There is currently one immunotherapy – Canine Osteosarcoma Vaccine – Live Listeria Vector (COV-LLV) – that has obtained conditional licensure by the USDA for use in dogs with OSA. This vaccine is designed to be given in patients that have undergone amputation followed by chemotherapy and is given as an intravenous infusion every 3 weeks for up to 3 treatments. The product consists of a modified live, attenuated strain of listeria that is meant to activate and redirect the patient’s own immune system cells (cytotoxic T-cells) to attack the tumor cells, even after the bacteria are cleared. Data from a small clinical trial in client-owned dogs with OSA suggested that the immunotherapy may be able to delay or prevent metastatic disease and thus prolong overall survival in dogs with OSA. Research on the product’s safety and efficacy in larger groups of client-owned dogs is ongoing. Other groups are also studying similar immunotherapies with the aim of training the patient’s own immune system to attack OSA cells by targeting specific proteins on the tumor cells’ surface. Results are pending.
For dogs whose owners elect not to pursue definitive therapy and to instead prioritize palliative care, general measures to improve patient comfort may include analgesics such as tramadol, gabapentin, and amantadine, non-steroidal anti-inflammatory drugs (NSAIDs) such as carprofen, deracoxib, or piroxicam, and alternative approaches such as acupuncture. Radiation therapy can also be used in a palliative setting, typically given in lower overall doses than that used for stereotactic radiotherapy. Protocols available include the administration of 2 sequential treatments on back to back days or once weekly treatments for 3-4 sessions. The huge majority of dogs will derive some analgesic benefit from radiation within the first 1-2 weeks, but typically only for a period of a few months.
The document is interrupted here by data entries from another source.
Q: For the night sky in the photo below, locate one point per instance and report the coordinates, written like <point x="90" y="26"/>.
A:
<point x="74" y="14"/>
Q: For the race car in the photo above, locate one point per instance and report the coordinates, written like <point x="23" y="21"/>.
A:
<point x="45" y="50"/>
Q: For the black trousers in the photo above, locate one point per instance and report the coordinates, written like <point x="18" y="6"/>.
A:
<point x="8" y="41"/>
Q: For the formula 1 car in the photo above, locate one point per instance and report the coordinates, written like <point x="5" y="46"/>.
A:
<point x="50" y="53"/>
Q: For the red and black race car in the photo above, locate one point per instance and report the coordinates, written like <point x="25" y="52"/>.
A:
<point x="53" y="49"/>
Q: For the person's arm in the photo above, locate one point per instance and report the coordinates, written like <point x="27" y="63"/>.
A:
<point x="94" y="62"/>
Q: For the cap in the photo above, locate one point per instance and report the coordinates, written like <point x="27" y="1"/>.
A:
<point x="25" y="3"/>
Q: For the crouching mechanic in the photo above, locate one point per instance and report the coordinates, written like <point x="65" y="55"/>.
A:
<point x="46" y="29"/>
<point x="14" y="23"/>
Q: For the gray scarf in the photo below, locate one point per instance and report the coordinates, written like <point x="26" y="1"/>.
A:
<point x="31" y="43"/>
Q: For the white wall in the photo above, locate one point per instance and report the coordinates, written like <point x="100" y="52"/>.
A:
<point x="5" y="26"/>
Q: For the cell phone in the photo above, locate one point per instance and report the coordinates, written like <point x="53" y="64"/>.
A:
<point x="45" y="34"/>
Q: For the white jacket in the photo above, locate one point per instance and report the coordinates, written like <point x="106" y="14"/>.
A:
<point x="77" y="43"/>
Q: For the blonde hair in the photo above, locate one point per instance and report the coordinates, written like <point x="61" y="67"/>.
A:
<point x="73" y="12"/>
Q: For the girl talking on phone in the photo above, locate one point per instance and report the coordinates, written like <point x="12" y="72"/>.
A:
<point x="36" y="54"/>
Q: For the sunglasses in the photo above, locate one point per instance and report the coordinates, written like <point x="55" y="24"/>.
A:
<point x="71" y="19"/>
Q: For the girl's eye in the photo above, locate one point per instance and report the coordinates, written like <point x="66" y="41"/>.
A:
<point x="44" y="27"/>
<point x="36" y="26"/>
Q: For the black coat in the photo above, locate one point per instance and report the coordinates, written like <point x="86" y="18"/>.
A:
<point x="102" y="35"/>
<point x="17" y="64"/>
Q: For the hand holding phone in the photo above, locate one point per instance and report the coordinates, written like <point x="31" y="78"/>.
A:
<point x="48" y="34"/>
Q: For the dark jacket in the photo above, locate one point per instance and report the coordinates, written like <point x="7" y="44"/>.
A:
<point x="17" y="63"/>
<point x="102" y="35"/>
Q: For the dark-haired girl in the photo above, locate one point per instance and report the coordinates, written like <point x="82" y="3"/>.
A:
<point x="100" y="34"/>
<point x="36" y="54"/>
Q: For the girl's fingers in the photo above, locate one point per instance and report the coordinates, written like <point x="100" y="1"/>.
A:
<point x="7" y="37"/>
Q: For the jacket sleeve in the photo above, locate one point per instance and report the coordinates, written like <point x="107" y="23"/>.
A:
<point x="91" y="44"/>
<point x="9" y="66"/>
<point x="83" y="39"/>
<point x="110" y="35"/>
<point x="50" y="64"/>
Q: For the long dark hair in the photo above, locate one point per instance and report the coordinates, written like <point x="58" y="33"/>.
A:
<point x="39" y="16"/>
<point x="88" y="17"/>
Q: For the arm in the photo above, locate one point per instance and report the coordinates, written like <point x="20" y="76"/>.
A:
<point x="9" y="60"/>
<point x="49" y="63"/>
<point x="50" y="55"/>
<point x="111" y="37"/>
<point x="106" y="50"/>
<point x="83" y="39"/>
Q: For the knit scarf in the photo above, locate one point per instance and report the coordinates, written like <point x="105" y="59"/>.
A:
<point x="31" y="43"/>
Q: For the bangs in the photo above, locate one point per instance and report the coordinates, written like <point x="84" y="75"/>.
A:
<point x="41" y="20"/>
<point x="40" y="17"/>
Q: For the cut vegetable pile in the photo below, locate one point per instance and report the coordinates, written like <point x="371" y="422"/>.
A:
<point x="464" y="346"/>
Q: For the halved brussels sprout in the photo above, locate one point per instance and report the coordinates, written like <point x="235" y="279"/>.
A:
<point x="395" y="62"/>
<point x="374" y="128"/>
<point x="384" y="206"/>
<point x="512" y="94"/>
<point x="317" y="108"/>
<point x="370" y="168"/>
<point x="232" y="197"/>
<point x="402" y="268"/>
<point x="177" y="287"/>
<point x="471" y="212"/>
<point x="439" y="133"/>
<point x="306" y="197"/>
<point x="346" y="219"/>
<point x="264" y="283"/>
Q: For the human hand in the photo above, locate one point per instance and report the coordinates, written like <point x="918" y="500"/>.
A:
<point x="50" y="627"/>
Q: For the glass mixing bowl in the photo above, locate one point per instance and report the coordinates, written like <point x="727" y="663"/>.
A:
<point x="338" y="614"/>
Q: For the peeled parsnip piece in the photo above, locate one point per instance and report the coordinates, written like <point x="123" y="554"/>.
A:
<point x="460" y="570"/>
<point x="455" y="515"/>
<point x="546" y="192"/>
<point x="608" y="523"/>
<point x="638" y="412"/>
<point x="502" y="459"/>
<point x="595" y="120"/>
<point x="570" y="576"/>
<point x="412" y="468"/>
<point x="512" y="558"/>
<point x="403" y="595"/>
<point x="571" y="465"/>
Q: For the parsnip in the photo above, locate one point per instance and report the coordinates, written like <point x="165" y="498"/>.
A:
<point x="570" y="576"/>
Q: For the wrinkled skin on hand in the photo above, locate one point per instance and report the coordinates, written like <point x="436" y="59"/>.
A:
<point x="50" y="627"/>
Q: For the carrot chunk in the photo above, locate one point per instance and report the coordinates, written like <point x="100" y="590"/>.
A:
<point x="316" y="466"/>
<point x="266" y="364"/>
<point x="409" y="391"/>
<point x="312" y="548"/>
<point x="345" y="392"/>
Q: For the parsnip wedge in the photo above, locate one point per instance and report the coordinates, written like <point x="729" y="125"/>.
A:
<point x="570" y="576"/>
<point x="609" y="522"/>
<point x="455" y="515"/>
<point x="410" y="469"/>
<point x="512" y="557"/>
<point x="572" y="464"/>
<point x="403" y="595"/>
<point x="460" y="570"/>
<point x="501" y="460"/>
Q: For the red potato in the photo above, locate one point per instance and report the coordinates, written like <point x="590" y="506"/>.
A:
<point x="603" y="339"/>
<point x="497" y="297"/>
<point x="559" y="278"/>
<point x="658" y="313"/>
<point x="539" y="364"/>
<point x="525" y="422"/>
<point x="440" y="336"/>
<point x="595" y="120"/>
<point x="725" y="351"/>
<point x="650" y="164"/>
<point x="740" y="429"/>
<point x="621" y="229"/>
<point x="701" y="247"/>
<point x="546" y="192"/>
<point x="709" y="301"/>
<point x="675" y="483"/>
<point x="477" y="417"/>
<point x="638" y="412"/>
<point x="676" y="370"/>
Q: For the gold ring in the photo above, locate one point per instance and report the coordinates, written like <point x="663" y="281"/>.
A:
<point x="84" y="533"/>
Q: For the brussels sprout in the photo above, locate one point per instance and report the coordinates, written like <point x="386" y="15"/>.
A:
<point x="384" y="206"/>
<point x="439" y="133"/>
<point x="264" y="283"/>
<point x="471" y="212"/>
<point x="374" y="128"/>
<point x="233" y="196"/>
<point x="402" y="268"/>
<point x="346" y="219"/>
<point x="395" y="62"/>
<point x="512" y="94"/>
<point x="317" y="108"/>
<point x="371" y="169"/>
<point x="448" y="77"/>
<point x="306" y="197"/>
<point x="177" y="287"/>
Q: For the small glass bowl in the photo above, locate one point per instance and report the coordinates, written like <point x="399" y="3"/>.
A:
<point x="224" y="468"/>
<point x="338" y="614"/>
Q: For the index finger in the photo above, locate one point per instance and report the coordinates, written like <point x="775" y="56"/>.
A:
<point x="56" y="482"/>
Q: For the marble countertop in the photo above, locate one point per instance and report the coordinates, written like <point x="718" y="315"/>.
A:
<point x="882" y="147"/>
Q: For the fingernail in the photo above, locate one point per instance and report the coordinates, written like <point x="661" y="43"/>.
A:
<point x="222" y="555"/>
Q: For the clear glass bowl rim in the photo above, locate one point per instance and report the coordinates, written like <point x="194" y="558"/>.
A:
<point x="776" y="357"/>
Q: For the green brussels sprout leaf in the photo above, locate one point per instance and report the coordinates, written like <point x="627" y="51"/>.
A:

Oftentimes patients undergoing radiation therapy are also given bisphosphonates, which are “bone filler” medications administered as IV infusions and aimed at reducing bone destruction and pain.
The median survival time for dogs undergoing surgical tumor removal or stereotactic radiotherapy followed by conventional chemotherapy for OSA is approximately 10-12 months, with a 1-year survival rate approaching 50%. The 2-year survival rate for dogs undergoing surgery and chemotherapy ranges from 15-25% depending upon the study referenced. Dogs that undergo palliative radiation/bisphosphonates ± chemotherapy typically enjoy survival in the 4-8 month range, while dogs that do not undergo cancer-specific therapy typically are humanely euthanized due to uncontrolled pain within 1-2 months of diagnosis.
Negative prognostic factors include higher body weight (giant breed dogs), elevated alkaline phosphatase (ALP – measure of bone destruction on serum chemistry screen), elevated white blood cell counts, and proximal humerus location. Dogs with tumors arising on the mandible, ulna, and metacarpals/metatarsals/digits tend to have longer survivals. With the increasing amount of research being devoted to adjuvant immunotherapies, the goal of veterinary oncologists has become to increase the percent of long term survivors, all the while ensuring that each patient maintains an excellent quality of life both during and after therapy. Surely, we have more to learn and there is plenty of room to improve patient outcomes. Time will tell what the best combination of local and systemic therapy is for this disease.